Updated

Democratic Gov. Don Siegelman demanded a statewide recount in Alabama's disputed gubernatorial election Thursday, saying the outcome is so close it needs a second look.

According to unofficial returns, Siegelman trails Republican Rep. Bob Riley by 3,195 votes out of more than 1.3 million cast.

The governor, at a brief news conference, said he wanted a recount in every precinct in every county. In Baldwin County, a GOP stronghold where a revised vote shifted the statewide outcome from Siegelman to Riley, the governor said he wanted a "recount by hand."

The race is the nation's last undecided governor's campaign.

Alabama does not have a law providing for an automatic recount in tight races. However, voters can seek a recount if they put up a bond to pay for it; a statewide recount would require a voter to take that step in each of Alabama's 67 counties.

Siegelman said the tally is so close that a shift of 1,500 votes could be the difference. He said it is vital residents know their vote has been "fairly counted."

"I will live by the results and I would hope Bob Riley would do the same," Siegelman said.

After the governor's announcement, Riley spokesman Leland Whaley said: "We're confident in our totals. We won by over 3,000 votes."

Earlier, Riley said he was against a recount and that official certification is all that is needed.

"It's been tallied ... It's going to be tallied again. Why would he want to put the people of Alabama through any type of challenge now?" said Riley.

A Riley attorney, Matt Lembke, said the recount Siegelman requested is illegal because state law prohibits the ballots from being unsealed except in "very limited" circumstances. He did not elaborate what circumstances would allow a recount.

Siegelman, 56, is trying to win a second term and post a rare Democratic victory in the South after the GOP won governor's races in Georgia, South Carolina and Arkansas on Tuesday.

Riley, 58, a three-term congressman, has criticized Siegelman as the overseer of "the most corrupt administration in my adult lifetime."
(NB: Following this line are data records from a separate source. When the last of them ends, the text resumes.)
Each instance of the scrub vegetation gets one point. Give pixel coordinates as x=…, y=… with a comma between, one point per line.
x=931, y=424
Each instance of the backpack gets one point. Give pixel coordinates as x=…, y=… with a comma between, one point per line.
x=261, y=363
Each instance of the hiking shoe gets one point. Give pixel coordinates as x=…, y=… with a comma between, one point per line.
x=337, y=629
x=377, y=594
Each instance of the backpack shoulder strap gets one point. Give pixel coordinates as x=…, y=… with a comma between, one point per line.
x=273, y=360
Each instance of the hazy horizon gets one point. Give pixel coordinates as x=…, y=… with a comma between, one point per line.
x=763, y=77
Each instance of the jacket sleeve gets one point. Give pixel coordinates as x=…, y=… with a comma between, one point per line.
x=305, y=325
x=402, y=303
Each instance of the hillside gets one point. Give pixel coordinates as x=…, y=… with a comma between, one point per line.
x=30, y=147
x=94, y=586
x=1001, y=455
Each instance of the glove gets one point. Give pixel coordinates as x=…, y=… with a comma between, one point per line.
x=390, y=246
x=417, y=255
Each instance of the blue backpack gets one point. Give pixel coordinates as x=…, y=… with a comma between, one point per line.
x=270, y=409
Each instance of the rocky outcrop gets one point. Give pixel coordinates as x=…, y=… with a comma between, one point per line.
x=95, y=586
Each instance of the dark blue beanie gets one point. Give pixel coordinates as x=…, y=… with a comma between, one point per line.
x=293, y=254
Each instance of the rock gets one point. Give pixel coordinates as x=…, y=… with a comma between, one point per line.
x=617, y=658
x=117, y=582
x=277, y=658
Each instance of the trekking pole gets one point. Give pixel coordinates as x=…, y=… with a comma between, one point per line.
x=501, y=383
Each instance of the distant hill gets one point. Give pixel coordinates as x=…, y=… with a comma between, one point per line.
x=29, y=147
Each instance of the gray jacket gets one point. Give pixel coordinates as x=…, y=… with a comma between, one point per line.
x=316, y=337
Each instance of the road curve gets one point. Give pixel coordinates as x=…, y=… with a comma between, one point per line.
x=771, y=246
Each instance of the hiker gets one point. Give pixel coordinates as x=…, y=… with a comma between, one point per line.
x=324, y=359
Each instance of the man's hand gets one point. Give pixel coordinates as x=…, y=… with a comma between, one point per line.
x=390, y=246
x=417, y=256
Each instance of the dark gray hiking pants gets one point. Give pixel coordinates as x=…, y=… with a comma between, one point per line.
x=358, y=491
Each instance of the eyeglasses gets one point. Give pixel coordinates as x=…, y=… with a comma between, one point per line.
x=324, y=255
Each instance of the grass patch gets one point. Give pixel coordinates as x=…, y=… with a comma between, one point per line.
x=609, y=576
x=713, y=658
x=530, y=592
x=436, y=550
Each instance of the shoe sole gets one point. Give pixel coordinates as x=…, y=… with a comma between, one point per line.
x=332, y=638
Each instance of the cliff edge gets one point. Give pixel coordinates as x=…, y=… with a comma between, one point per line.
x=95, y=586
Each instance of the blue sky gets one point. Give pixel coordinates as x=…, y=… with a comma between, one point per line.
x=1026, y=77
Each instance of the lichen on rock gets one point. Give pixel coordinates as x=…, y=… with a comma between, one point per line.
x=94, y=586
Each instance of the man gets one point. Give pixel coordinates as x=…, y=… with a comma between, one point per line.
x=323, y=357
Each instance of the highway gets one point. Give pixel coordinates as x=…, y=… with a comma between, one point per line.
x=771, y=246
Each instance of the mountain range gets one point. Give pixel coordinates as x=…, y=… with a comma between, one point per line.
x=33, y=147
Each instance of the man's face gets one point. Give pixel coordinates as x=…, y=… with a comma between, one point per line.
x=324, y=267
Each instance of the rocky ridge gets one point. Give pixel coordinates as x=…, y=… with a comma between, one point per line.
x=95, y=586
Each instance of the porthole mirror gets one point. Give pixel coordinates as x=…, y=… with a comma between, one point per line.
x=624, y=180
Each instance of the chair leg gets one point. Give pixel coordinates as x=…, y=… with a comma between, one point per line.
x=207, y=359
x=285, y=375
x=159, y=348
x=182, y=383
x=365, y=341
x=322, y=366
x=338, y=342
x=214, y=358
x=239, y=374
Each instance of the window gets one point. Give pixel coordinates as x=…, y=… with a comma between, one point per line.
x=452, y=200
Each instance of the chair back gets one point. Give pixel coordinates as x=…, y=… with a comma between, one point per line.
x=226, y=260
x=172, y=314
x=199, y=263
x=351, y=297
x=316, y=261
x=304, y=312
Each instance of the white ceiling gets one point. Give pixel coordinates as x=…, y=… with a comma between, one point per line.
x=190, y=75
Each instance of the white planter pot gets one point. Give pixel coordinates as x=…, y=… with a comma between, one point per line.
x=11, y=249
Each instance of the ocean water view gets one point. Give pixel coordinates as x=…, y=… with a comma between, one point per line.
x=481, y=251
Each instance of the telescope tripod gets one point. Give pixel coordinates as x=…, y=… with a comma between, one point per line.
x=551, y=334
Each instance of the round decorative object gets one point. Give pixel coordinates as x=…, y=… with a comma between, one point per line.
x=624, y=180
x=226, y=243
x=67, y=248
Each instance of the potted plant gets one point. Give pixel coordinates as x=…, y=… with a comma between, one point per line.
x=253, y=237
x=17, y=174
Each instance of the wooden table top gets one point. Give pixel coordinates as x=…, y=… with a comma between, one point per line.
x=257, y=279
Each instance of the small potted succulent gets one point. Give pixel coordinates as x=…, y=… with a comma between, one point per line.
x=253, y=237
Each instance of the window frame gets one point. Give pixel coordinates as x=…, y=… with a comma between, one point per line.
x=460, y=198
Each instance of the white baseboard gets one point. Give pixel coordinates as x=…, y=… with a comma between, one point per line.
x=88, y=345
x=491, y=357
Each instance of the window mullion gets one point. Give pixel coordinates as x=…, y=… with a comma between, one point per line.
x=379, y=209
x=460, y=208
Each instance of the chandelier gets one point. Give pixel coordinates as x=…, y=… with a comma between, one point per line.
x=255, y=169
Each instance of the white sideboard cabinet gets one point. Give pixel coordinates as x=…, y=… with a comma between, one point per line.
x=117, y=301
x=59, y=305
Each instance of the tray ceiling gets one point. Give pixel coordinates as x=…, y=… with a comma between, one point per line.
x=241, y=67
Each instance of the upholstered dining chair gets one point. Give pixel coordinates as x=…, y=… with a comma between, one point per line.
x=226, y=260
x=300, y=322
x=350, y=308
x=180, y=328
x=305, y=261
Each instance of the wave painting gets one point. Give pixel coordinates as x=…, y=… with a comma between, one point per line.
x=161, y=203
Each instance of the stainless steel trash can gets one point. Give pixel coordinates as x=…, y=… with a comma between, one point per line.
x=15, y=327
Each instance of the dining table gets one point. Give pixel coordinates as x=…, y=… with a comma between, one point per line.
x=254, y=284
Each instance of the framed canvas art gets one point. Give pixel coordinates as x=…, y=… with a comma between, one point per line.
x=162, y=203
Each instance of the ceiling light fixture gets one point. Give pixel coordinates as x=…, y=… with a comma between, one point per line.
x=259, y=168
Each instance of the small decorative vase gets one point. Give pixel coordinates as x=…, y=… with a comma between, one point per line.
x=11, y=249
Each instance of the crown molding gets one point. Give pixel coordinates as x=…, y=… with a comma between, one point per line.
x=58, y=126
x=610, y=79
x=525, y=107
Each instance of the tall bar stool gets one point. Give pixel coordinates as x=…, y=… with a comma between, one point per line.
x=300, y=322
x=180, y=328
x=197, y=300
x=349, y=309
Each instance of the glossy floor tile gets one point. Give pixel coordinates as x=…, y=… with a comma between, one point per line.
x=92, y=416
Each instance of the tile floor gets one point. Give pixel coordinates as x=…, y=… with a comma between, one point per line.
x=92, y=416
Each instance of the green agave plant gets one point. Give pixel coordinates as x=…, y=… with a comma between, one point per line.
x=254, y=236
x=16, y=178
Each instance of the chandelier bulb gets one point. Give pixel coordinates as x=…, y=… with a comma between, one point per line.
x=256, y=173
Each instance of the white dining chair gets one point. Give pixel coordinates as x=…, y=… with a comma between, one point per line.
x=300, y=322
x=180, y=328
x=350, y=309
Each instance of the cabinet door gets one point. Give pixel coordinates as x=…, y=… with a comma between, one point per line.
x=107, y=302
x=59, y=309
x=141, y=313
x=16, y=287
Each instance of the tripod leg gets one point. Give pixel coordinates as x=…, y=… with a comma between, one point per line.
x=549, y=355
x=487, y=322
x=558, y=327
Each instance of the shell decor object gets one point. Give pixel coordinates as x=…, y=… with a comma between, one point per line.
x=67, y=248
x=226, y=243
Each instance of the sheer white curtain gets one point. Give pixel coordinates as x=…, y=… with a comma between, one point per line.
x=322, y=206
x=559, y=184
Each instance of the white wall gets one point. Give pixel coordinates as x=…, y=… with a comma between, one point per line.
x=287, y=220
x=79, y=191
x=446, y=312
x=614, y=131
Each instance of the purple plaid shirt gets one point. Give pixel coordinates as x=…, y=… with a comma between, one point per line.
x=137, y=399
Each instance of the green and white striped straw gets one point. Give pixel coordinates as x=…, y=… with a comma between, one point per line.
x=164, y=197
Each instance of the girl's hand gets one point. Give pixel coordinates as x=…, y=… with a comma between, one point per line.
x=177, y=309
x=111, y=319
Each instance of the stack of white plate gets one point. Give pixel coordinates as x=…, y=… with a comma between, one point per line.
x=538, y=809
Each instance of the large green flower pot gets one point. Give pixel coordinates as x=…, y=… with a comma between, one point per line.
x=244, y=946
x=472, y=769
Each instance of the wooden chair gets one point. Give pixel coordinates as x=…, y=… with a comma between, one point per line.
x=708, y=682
Baldwin County took center stage when election officials released results Tuesday night showing Siegelman with 19,070 votes — enough for a narrow victory statewide. Later, they recounted and reduced Siegelman's tally to 12,736 votes — enough to give Riley the victory.

Probate Judge Adrian Johns, a member of the county canvassing board, blamed the initial, higher number on "a programming glitch in the software" that tallies the votes. The governor claimed results were changed after poll watchers left.

Both candidates declared victory. While Siegelman toured tornado damage Thursday, Riley met with trustees at the University of Alabama in Tuscaloosa to discuss his transition.

Joe Espy, head of Siegelman's legal team, said the campaign had lined up a voter in each county to seek a recount Friday, and the campaign or the Democratic Party will post the bond required under state law. If the recount alters the results of the election, the bond is returned and the county bears the cost of the recount.

Espy said Siegelman would not file any litigation over the election. "I do not believe the people of this state will stand for the courts getting involved in this election," he said.

Attorney General Bill Pryor, a Republican, said a recount in Baldwin County would not help the governor. He said the first numbers — the ones that gave Siegelman the victory — add up to more than the actual number of voters.

"It looks like we've got a new governor," added Chuck Grainger, attorney in the secretary of state's office.

Also, an Associated Press analysis of disputed election returns show that if Siegelman received 19,070 votes in Baldwin County, the county's vote totals would be far out of line with voting patterns in Alabama's other 66 counties. But if Siegelman received the lower figure of 12,736 votes, the total would be in keeping with the trend in other counties. The AP analysis was based on a comparison of vote totals for governor and for senator in each county.

Baldwin County certified its revised tally Wednesday. Siegelman complained it acted too swiftly, saying state law sets certification for Friday.

Pryor said even though the law specifies Friday, canvassing boards should certify the results on the same day and time they have used in the past.

It wasn't immediately known if Baldwin County has certified votes the day after an election in the past.

A professor who studied voting systems nationwide in the wake of the 2000 presidential debacle in Florida called Baldwin County's 6,334-vote adjustment against Siegelman "huge" for a county using optical scanning machines.

"This is very unusual," said Stephen Ansolabehere, a political scientist with the Massachusetts Institute of Technology. But he cast doubt on any deliberate mischief.

"You'd have to have someone throw away 6,000 ballots," he said.

More election trouble cropped up Thursday when Mobile County officials discovered 187 absentee ballots they hadn't counted. The counting began Wednesday afternoon.